Doctors targeted and hospitals close amid gang violence in Haiti
Gang violence in Port-au-Prince is disrupting healthcare and leaving medical workers vulnerable to the deteriorating safety situation in the Haitian capital, Médecins Sans Frontières (MSF) has warned.
Four hospitals in Port-au-Prince were closed on 22 May after staff walked out in solidarity with colleagues who had been kidnapped by armed gangs. The medical personnel are demanding guarantees that they will not be caught up in the wars of drug gangs vying for control of territory in the capital.
The kidnapping on 17 May of Jacques Pierre Pierre, medical director at the Haitian State University Hospital, prompted the strike, but it is only one in a spate of recent abductions of Haitian healthcare workers. Benetty Augustin, a paediatrician and specialist in epilepsy, was kidnapped while she was on her way to work on 5 May.
Samson Frandy, medical manager at MSF’s emergency centre in Turgeau, a neighbourhood in south west Port-au-Prince, said, “We are concerned about the unacceptable situation of insecurity affecting our colleagues in Haiti’s medical community. The effects on the already weak health system are enormous, and this situation is putting a pressure on our centre which is hard to bear.”
Healthcare workers at the St Luc and St Damien hospitals also walked out following Augustin’s kidnapping, leaving the clinics out of operation for almost two weeks. The two hospitals treat around 12 000 and 80 000 patients a year, respectively, and St Luc has one of the few computerised tomography scanners in the country.1
Haiti has been plagued by gang violence and political instability for years but the assassination of former president Jovenel Moïse in 2021 caused a power vacuum which was quickly filled with violence as the country lurched further towards becoming a failed state.2
MSF doctors say they often work amid the sounds of gunfire and are forced to turn away patients, including children, because of a lack of hospital capacity. The number of trauma patients admitted to MSF’s clinics in mid-May—mostly from gunshot wounds—was three times higher than a month earlier.3 Barricades erected by gangs have prevented ambulances from reaching patients.

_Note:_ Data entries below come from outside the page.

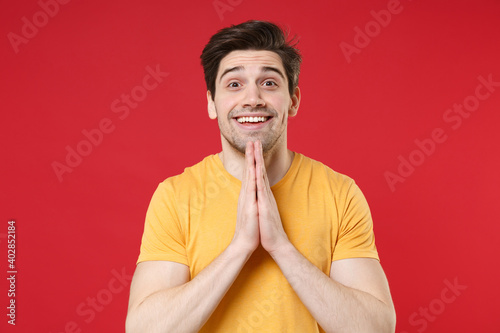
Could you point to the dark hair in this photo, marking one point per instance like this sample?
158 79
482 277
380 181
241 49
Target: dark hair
251 35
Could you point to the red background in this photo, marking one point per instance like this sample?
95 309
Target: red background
357 117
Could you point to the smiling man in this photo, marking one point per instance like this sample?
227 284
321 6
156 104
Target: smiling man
257 238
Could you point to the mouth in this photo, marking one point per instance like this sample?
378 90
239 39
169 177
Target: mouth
252 123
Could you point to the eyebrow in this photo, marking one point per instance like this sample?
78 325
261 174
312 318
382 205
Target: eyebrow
264 69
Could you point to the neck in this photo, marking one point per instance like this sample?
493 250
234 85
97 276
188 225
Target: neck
277 161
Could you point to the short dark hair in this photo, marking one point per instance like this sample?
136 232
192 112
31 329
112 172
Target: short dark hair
251 35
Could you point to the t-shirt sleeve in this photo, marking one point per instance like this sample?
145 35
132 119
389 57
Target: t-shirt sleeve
163 238
355 238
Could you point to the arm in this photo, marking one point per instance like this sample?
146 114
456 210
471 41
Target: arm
162 299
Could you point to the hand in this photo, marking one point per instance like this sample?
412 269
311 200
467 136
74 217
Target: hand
272 234
246 233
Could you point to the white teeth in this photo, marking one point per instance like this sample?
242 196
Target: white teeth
251 119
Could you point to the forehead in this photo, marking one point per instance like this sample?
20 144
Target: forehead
250 59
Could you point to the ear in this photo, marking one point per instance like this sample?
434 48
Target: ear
294 104
212 113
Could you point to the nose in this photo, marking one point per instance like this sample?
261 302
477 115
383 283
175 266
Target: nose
253 97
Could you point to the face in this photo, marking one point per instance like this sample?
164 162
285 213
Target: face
252 101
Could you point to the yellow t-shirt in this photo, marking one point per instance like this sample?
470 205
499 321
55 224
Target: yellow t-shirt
191 220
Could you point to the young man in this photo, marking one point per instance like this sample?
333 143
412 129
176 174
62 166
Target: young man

Haiti’s healthcare system is underinvested, understaffed, and under-equipped, even in more ordinary times. The Caribbean nation spends $13 per capita a year on healthcare—well below the average for low income countries.4
As people lose access to major public hospitals they are increasingly turning to MSF’s emergency centres, which are not equipped for the specialist attention required by patients. Many are turning to the Turgeau clinic but the centre was established to stabilise the lives of people in a critical situation, such as road accidents or gunfire, not for specialist care. Doctors there had to prepare an additional floor to accommodate the influx of patients on 20 May—mostly children who had been turned away elsewhere in the capital.
MSF is concerned that hospital closures are limiting healthcare access but says it supports healthcare workers protesting increasingly dangerous working conditions.
“We support the decision of our colleagues to suspend their services and we express our deepest solidarity with them,” Frandy said. “If healthcare professionals continue to be attacked and targeted, Haiti’s health system may no longer be able to cope with the needs of its people.”
Gangs continued to fire on one another in the capital on 26 May, local media reported.5 As well as patients who are unable to find necessary treatment, doctors say they fear for their own mental health and that of their colleagues.
Mackenley Isidore, medical supervisor at the Turgeau emergency centre, said, “We all worry about our situation, which is unstable as insecurity gets worse. We are scared, especially when we leave our homes to go to work and when we return. The biggest concern is kidnapping, especially when we’re on the street. When we see patients being wheeled in, we ask ourselves, ‘Is it someone I know? Is it a relative?’ Here, insecurity is serious, anyone can be a victim.”